PepsiCo’s Promotion (Promotional Mix)

PepsiCo promotes its products to attract target customers. This element of the marketing mix covers the marketing communications strategies and tactics that the company uses to reach its customers. The following are the tactics in PepsiCo’s promotional mix, arranged according to significance:

  1. Advertising
  2. Sales promotion
  3. Direct marketing
  4. Public relations

Advertising is the primary tactic for marketing communications in PepsiCo’s marketing strategy. For example, the company is popularly known for using celebrity endorsers to promote its products on TV, radio, print media, and online channels. The firm also advertises through business signages it sponsors or gives to stores and other establishments. The consumer goods firm occasionally applies sales promotions, such as package deals or discounts.
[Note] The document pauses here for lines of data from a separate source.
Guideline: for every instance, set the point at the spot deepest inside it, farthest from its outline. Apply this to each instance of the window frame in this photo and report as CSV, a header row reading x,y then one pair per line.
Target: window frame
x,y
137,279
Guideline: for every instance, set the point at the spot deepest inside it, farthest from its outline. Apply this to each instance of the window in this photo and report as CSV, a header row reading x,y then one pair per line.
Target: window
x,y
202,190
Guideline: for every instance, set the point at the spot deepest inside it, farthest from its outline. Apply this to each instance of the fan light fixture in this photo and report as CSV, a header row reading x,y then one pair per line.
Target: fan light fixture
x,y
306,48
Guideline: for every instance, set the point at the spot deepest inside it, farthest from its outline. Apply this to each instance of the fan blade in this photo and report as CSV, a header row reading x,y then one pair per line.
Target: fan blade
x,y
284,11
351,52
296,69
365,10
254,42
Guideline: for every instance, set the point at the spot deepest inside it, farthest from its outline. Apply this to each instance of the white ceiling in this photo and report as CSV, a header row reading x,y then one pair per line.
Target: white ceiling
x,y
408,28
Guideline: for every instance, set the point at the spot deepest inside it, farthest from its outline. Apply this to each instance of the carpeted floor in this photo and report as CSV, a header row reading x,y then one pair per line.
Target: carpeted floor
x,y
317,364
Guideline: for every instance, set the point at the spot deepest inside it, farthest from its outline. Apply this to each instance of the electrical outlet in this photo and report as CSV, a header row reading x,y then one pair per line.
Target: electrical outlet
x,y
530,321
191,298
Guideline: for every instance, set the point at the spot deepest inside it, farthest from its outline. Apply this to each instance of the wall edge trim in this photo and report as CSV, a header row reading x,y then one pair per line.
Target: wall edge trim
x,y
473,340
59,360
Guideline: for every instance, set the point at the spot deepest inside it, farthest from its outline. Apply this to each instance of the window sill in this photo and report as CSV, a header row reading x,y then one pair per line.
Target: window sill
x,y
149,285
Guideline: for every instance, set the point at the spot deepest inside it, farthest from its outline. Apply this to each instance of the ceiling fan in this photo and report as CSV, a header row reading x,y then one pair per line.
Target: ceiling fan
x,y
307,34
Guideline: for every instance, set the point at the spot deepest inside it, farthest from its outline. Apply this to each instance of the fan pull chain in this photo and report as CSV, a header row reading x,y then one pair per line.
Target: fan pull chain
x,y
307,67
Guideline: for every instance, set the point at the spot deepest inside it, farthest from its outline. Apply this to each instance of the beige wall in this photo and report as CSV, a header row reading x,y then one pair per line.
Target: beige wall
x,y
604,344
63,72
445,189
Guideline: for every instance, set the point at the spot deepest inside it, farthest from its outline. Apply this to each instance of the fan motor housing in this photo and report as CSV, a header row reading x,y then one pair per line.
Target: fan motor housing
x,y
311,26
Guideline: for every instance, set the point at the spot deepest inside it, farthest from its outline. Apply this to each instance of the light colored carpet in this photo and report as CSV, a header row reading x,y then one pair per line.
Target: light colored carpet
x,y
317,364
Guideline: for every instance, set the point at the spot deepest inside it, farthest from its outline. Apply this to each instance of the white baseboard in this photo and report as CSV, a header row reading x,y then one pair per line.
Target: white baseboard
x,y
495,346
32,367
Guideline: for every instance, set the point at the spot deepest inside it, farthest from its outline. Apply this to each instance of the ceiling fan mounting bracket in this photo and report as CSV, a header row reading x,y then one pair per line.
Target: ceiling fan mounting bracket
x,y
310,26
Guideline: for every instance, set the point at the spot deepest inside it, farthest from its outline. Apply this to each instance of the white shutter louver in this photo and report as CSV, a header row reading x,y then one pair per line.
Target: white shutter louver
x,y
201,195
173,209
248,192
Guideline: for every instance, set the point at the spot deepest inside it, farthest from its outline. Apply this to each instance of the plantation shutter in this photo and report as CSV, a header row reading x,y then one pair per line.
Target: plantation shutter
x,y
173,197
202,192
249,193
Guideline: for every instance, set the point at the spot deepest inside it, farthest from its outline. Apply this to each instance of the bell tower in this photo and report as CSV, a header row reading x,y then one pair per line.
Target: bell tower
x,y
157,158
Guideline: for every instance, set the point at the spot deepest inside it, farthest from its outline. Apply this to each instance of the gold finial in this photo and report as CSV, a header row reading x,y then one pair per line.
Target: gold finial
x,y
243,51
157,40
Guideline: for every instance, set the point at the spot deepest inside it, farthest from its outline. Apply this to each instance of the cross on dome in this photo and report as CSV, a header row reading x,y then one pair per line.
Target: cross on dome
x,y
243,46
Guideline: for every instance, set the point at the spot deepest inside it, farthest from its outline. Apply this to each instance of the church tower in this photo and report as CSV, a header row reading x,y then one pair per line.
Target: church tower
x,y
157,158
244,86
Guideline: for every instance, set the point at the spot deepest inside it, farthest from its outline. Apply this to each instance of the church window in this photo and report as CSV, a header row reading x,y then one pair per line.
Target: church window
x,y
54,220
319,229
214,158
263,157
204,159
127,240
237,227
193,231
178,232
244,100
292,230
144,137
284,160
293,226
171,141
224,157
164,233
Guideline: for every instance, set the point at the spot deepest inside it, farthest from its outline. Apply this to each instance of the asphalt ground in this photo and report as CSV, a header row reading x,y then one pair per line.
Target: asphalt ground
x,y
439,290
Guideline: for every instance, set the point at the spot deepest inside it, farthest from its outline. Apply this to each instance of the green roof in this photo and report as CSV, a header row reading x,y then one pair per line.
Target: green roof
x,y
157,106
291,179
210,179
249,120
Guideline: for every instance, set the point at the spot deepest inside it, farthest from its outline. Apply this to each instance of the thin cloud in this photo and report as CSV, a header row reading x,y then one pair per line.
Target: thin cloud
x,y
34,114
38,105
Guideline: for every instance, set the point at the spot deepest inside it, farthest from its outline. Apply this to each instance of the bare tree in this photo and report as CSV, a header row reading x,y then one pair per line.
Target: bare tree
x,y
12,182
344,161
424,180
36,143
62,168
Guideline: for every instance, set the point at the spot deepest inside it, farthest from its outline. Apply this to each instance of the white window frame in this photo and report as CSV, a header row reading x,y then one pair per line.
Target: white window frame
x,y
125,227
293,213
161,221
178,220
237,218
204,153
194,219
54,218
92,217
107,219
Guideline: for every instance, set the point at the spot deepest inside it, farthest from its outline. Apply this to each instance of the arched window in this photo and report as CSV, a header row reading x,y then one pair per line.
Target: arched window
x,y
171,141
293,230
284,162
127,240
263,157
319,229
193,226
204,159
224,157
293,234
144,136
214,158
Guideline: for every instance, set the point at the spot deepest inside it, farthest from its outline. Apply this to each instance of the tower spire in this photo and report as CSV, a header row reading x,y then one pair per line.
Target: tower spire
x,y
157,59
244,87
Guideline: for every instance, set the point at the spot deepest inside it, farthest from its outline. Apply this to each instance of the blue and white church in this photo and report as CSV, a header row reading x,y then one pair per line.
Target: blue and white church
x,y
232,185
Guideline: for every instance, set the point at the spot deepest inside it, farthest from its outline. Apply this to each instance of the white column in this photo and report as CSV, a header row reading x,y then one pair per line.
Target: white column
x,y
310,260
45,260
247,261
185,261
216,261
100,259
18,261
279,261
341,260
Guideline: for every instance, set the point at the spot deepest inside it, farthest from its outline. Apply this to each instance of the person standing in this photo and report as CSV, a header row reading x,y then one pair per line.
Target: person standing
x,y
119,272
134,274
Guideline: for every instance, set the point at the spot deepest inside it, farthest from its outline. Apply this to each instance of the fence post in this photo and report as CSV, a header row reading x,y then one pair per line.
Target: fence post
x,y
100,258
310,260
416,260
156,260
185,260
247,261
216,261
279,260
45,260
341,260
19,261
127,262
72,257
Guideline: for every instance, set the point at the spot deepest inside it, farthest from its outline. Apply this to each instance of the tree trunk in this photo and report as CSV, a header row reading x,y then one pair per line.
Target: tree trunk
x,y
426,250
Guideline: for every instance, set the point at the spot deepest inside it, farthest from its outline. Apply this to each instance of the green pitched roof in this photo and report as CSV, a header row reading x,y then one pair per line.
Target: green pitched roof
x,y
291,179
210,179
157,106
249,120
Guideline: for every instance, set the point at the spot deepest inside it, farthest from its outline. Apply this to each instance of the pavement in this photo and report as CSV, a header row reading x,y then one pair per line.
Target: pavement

Also, the company’s local offices sometimes implement direct marketing through agreements to provide products to organizations at wholesale prices. Furthermore, PepsiCo uses public relations through financial assistance and sponsorships, such as in sports events. This element of the marketing mix indicates that advertisements are the main determinant of the company’s ability to communicate with target customers and promote its food and beverage products. The strengths shown in the SWOT analysis of PepsiCo influence the effectiveness of promotion and other tactics in the company’s marketing strategy, especially in terms of brand popularity and consumer perception.

PepsiCo’s Prices and Pricing Strategy

PepsiCo’s uses many price ranges and price points because the company has a wide product mix, which involves many product lines and brands. Approaches used to set prices are analyzed in this element of the marketing mix. PepsiCo’s main pricing strategies are as follows:

  1. Market-oriented pricing strategy
  2. Hybrid Everyday Value pricing strategy

Most of PepsiCo’s products are priced based on the market-oriented pricing strategy. In its marketing mix, the company’s objective in using this strategy is to ensure that its prices are competitive, based on other firms’ prices and prevailing market conditions. On the other hand, Hybrid Everyday Value is PepsiCo’s pricing strategy for some of its products, especially soft drinks. The company’s objective in using this pricing strategy is to close the gap between regular/everyday prices and discounted holiday prices. In this way, the company expects consumers to buy more of its soft drinks every day and not just during the holidays or special occasions. The socioeconomic trends shown in the PESTEL/PESTLE analysis of PepsiCo are considered in the company’s marketing strategy and the application of these pricing strategies.